To justify this claim, SK hynix is bigging up the performance and technology advantages of its 176L product. For example, the company claims:
- The industry’s best number of chips per wafer
- Bit productivity improved by 35 per cent compared to SK hynix’s 128L technology
- Cell read speed increased by 20 per cent over 128L NAND by adopting 2-division cell array selection technology
- Data transfer speed also has been improved by 33 per cent to 1.6Gbit/s
By ‘4D NAND’, SK hynix is referring to the placement of the peripheral CMOS logic for the die underneath the stacks of cells, just like Micron.
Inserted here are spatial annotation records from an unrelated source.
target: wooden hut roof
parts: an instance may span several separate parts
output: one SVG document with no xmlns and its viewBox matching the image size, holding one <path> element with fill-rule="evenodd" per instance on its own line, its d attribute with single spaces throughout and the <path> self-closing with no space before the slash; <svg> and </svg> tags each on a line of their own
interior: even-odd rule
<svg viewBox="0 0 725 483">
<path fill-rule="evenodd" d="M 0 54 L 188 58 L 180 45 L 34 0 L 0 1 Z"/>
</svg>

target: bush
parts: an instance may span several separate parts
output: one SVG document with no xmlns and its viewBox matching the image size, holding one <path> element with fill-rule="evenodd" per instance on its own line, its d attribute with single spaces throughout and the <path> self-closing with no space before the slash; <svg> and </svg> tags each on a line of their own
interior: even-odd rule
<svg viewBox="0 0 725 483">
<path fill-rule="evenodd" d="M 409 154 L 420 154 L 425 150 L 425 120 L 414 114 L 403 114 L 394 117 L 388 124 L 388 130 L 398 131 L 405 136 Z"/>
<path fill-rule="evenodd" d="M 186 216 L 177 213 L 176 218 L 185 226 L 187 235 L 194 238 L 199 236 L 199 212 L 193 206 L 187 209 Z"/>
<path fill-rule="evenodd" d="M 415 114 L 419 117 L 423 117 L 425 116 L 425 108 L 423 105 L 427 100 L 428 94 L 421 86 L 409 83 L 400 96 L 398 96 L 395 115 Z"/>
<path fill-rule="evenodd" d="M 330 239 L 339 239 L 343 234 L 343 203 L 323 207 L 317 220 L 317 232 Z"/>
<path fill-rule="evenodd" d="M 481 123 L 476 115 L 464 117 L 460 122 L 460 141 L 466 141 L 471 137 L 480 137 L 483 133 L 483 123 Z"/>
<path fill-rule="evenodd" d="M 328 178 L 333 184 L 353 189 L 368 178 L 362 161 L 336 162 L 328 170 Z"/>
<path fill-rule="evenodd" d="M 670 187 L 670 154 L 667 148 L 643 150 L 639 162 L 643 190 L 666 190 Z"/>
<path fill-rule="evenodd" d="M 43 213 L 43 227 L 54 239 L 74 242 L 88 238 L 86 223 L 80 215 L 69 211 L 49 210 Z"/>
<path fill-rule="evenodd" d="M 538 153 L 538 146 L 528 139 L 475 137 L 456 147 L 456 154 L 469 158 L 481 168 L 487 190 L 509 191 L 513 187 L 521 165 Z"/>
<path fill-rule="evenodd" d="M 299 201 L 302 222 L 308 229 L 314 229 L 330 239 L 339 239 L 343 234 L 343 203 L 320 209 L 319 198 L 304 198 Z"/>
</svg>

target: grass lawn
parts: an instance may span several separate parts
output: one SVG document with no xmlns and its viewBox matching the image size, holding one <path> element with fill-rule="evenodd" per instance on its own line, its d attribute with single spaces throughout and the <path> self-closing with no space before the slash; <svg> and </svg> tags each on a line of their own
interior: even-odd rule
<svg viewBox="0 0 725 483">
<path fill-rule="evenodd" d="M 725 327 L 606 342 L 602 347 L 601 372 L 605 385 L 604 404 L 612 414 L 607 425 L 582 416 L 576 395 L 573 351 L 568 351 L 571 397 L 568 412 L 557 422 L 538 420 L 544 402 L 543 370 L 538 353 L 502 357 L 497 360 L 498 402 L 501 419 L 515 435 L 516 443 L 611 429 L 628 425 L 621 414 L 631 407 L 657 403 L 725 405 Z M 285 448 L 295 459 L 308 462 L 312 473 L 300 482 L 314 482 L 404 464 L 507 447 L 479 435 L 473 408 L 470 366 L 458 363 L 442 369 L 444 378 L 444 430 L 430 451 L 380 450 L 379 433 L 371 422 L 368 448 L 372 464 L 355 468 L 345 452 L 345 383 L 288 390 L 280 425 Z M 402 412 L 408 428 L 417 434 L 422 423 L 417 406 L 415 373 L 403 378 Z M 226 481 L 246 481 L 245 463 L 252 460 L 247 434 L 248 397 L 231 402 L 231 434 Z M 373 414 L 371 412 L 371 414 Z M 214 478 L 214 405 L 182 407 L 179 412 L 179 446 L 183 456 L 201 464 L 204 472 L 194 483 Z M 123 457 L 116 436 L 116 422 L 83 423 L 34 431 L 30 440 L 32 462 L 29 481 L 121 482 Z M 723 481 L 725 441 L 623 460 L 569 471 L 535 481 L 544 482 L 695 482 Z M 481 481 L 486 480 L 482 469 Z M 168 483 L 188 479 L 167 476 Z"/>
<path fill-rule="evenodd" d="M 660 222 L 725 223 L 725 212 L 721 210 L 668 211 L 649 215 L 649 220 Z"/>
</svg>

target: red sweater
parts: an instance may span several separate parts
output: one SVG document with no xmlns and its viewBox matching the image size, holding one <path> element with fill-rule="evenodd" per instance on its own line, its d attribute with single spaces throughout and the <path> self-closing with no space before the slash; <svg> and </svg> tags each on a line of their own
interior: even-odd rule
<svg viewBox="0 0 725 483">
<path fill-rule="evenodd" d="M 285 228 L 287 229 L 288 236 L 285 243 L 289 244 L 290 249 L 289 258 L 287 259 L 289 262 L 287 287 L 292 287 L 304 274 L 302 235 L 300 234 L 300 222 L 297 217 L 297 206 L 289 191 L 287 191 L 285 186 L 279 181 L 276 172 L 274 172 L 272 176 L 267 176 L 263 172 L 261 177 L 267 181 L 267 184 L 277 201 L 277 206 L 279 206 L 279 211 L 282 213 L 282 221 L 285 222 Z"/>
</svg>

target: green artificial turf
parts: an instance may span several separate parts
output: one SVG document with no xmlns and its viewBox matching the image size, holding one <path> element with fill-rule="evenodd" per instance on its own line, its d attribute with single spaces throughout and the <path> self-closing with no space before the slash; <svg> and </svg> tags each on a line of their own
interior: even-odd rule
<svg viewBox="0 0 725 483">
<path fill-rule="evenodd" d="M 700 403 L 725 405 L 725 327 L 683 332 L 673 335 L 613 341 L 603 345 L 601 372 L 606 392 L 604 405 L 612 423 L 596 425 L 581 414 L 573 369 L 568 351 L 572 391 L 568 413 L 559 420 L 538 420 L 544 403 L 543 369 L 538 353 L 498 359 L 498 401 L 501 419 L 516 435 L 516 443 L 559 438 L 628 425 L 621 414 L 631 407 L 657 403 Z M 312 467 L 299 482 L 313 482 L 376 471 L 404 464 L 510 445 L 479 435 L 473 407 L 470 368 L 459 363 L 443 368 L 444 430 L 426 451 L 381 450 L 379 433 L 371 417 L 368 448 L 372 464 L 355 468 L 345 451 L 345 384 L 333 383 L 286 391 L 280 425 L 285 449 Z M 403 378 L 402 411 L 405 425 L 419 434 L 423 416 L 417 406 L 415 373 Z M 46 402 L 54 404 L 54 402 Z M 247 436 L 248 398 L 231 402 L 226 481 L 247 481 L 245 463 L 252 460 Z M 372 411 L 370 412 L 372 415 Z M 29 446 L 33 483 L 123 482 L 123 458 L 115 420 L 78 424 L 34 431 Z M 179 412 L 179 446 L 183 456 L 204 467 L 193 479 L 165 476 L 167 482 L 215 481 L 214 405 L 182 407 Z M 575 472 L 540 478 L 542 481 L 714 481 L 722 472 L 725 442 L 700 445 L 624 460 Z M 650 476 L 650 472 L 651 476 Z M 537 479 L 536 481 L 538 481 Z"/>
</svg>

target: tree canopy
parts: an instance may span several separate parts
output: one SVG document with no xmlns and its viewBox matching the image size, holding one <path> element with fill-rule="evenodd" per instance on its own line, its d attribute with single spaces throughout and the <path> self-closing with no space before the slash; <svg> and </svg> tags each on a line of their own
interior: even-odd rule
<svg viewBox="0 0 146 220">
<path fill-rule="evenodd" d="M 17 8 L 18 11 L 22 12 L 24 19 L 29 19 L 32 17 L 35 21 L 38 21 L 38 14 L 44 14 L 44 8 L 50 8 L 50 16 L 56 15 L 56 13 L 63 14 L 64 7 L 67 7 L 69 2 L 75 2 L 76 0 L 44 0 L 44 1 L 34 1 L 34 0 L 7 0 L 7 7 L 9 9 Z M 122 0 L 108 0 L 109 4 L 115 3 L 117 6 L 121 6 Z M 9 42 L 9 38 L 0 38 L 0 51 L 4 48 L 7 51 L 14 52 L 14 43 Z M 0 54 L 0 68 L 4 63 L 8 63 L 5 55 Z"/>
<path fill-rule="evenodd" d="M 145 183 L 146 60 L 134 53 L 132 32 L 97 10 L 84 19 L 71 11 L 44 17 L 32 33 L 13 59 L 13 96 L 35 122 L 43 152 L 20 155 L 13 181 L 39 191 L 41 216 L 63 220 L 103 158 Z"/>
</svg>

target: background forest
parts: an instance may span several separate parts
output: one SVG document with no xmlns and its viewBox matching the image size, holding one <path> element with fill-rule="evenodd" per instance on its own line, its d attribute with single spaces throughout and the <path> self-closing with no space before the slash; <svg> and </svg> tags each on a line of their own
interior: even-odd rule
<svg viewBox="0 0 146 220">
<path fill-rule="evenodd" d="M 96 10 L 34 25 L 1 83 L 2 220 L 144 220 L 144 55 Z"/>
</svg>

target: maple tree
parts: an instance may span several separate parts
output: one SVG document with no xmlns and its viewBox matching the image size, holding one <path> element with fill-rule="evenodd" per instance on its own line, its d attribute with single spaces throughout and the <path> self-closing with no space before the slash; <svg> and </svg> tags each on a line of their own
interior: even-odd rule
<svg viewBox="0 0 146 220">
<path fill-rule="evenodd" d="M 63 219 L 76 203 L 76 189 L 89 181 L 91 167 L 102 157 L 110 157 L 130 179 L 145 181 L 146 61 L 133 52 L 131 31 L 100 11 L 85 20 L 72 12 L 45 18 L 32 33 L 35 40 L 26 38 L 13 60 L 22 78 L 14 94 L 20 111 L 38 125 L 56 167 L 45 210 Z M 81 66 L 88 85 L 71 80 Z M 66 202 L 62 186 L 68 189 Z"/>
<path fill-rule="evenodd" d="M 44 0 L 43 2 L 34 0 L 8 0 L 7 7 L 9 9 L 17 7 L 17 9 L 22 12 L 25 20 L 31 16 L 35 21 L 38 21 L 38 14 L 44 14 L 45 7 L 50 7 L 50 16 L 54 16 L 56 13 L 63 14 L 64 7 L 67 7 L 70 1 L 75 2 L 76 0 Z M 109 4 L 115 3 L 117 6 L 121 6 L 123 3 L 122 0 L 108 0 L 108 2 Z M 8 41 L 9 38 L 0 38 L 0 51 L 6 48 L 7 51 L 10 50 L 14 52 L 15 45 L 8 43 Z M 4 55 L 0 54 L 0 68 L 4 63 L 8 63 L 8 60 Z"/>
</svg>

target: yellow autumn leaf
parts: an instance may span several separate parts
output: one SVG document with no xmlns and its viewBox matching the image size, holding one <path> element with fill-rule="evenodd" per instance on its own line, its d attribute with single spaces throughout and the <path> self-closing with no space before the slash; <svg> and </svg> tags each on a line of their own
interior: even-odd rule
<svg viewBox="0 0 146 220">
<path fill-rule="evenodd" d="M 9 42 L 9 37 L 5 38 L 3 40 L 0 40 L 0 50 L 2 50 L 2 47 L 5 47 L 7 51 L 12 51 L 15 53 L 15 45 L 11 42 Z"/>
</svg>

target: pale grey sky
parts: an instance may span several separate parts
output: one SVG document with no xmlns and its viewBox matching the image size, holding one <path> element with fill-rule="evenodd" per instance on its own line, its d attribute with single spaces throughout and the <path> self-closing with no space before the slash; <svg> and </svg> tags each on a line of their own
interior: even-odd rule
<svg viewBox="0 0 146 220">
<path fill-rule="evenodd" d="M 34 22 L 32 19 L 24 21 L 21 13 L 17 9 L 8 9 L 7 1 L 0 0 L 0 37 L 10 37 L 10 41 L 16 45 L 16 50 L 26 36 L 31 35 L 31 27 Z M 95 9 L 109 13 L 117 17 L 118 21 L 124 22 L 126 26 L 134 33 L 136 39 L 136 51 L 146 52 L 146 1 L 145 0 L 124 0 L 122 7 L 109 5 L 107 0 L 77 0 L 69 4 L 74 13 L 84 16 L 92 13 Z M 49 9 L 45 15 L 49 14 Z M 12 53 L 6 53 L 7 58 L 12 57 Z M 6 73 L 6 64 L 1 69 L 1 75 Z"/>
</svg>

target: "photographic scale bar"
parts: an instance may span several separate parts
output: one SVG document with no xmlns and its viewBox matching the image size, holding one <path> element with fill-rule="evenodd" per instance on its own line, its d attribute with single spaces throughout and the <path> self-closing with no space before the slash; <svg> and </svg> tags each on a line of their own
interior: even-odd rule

This helps to decrease the die’s footprint and SK hynix dubs the technology ‘Peripheral circuits Under Cell’ (PUC).
SK hynix’s 176L technology is based on charge trap cells, like Micron, and the cell stack is actually based on two separate 96-layer strings, again like Micron’s 176L product.
The 2-division cell array selection technology involves logically divides a cell into two to make reads faster. The halving means the call has a lower resistance, which shortens the time needed for a sensing voltage to be applied and so improves the read speed time.
The claimed die-level performance and technology advantages are all very well. But how will they translate into speed and cost benefits for SSDs? Let the benchmarks begin!